Why lectures do not work - Ptyx
http://intellectualmathematics.com/blog/the-right-way-to-argue-that-lecture-doesnt-work/
======
daly
I am of two minds about this.

On the one hand, I think lectures matter. Often I can't understand a paper
until after I've heard a lecture on the subject. This is particularly true in
logic as a lot of the papers are written in greek letters (seriously). The
lecture includes the words that give meaning to the symbols. The symbols are
rarely fully explained in a papers (e.g. what is Gamma?) since they assume the
reader already knows and they have a limited amount of page space.

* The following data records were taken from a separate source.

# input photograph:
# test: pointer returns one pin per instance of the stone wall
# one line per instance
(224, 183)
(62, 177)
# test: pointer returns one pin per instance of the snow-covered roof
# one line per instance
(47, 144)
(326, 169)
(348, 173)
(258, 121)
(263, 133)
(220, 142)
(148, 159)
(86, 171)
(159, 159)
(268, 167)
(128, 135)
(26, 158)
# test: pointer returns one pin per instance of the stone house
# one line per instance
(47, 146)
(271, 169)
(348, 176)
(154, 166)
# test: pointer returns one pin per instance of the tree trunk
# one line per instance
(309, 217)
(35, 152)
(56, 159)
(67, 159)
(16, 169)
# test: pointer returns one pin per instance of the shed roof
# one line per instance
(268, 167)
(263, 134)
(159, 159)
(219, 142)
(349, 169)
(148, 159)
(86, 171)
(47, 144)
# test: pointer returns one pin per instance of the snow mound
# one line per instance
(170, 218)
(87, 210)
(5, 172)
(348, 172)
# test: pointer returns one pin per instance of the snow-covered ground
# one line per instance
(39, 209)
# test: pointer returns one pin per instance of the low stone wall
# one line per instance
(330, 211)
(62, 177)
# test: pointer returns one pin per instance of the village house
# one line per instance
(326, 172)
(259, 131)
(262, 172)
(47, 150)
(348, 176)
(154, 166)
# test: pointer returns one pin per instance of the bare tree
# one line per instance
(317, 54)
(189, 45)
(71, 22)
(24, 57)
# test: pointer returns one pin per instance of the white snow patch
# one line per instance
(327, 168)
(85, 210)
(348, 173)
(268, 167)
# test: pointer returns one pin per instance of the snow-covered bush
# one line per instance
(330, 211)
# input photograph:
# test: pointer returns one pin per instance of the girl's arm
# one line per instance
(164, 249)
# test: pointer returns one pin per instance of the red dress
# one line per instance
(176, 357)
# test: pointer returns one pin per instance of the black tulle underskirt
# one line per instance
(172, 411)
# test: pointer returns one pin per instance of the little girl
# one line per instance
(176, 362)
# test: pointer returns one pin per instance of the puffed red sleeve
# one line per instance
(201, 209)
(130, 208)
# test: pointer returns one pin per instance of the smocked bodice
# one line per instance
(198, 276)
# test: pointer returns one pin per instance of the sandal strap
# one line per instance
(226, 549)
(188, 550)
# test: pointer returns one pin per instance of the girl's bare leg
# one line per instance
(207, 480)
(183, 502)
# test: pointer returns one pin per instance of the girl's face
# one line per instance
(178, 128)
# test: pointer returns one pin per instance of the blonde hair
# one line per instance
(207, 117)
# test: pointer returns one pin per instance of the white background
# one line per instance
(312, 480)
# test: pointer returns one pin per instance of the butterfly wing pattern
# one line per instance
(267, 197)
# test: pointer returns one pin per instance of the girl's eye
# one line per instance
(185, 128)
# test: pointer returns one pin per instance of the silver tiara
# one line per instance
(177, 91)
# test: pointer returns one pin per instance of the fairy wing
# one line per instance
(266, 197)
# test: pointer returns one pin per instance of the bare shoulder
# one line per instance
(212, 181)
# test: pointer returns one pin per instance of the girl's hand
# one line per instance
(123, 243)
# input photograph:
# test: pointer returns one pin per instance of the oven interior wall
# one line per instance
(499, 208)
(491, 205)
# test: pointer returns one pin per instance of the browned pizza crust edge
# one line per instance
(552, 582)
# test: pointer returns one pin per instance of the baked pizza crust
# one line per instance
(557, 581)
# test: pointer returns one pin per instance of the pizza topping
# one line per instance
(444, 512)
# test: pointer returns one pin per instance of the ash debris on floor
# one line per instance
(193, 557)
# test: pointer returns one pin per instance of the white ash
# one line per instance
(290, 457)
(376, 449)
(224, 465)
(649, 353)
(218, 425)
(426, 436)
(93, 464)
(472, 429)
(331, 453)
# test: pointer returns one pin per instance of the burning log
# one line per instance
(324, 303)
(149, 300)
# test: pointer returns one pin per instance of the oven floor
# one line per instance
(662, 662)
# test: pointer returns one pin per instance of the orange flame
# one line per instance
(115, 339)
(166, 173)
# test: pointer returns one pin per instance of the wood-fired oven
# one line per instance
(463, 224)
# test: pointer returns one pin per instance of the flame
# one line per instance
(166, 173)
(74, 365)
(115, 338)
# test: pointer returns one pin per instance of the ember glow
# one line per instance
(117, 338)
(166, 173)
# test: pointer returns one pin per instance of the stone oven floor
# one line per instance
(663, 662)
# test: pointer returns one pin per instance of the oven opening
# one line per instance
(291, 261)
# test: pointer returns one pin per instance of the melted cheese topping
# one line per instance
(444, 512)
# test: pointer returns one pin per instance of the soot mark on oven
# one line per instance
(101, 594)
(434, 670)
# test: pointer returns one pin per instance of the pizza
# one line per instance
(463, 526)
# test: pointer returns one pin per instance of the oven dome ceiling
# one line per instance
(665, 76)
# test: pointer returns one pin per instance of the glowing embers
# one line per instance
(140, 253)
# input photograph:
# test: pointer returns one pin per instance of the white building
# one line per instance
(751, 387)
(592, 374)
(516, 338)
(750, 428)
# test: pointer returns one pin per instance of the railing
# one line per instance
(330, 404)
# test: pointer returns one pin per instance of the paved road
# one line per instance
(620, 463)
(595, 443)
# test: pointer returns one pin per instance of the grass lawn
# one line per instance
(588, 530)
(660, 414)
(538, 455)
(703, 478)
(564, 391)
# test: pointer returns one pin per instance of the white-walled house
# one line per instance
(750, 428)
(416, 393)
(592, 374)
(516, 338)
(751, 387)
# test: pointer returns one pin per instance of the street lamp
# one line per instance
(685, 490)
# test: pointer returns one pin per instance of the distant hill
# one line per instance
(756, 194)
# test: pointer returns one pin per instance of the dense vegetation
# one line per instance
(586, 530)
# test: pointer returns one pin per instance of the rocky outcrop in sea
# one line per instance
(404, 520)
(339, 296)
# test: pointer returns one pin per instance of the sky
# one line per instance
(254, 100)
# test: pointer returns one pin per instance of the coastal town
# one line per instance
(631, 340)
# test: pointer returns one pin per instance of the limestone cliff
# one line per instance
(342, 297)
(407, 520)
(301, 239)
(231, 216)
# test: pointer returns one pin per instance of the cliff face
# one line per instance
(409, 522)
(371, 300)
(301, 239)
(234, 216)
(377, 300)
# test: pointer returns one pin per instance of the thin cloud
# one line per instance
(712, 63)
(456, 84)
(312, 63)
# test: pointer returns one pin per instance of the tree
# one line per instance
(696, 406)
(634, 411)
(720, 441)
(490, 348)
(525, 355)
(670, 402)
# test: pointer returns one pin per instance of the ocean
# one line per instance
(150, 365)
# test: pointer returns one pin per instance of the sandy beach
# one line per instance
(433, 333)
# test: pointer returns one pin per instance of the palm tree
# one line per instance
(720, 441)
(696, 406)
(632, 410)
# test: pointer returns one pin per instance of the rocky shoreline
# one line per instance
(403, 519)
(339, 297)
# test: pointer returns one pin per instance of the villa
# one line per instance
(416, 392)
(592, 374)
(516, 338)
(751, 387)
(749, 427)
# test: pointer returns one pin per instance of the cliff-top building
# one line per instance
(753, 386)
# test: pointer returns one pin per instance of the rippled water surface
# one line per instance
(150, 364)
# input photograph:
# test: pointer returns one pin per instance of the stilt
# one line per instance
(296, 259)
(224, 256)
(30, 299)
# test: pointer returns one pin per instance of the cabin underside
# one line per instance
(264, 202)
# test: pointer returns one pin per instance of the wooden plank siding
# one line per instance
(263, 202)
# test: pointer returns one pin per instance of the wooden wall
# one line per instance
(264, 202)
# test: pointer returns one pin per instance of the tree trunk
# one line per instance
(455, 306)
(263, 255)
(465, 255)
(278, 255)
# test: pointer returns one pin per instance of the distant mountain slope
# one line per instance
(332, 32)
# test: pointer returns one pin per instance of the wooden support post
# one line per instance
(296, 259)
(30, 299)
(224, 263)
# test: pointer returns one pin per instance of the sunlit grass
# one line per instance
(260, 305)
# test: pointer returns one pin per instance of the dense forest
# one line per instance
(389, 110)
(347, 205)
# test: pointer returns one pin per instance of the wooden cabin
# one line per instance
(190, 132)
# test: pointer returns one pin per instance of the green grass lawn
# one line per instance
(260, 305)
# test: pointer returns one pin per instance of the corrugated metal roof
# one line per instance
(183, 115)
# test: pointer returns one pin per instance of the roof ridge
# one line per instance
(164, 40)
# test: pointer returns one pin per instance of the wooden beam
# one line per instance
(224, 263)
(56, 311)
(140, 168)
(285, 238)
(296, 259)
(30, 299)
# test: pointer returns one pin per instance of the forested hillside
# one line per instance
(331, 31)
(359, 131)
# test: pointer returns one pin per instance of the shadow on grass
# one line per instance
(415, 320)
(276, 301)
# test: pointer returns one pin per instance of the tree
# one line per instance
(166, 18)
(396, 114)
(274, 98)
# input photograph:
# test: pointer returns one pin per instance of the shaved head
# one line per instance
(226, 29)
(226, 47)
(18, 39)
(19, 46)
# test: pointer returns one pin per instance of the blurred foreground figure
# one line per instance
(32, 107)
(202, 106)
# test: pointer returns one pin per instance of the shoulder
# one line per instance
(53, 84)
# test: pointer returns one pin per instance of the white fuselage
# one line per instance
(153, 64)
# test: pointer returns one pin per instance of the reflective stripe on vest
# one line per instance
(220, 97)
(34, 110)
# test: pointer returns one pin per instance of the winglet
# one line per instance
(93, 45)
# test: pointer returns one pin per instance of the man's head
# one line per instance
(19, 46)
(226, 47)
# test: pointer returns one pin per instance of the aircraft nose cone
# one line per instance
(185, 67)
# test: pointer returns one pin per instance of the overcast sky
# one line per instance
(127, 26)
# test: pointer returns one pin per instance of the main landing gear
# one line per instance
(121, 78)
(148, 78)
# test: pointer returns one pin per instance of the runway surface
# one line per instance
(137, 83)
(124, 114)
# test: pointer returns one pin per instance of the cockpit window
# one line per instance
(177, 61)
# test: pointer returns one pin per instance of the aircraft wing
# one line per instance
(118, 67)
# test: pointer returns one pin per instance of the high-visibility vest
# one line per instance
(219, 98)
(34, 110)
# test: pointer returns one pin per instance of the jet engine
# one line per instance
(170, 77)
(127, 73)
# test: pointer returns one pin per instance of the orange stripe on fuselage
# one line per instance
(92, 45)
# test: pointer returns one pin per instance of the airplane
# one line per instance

On the other hand, I took a course from John White where we were given a few
dozen papers. Each person was assigned a paper to present for 20 minutes but
we were all required to read all the papers. It was an amazingly productive
class and I learned a lot.

Lectures and textbooks are where papers go to die. Papers are where ideas have
their funerals. Conferences are where papers get their all-too-short life. In
order to get to the leading edge of a subject you have to start with the
lectures and textbooks, read the recent papers, attend the conferences, and
then create a presentation.

Universities are basically the "shopping mall" of ideas. Lectures are the
sales talk of ideas. Not everybody buys the product but you can't expect
people to read a textbook (e.g. calculus) without the sales pitch (the
lecture). So I think lectures matter as a "natural selection" mechanism to
find people who will go further in a subject.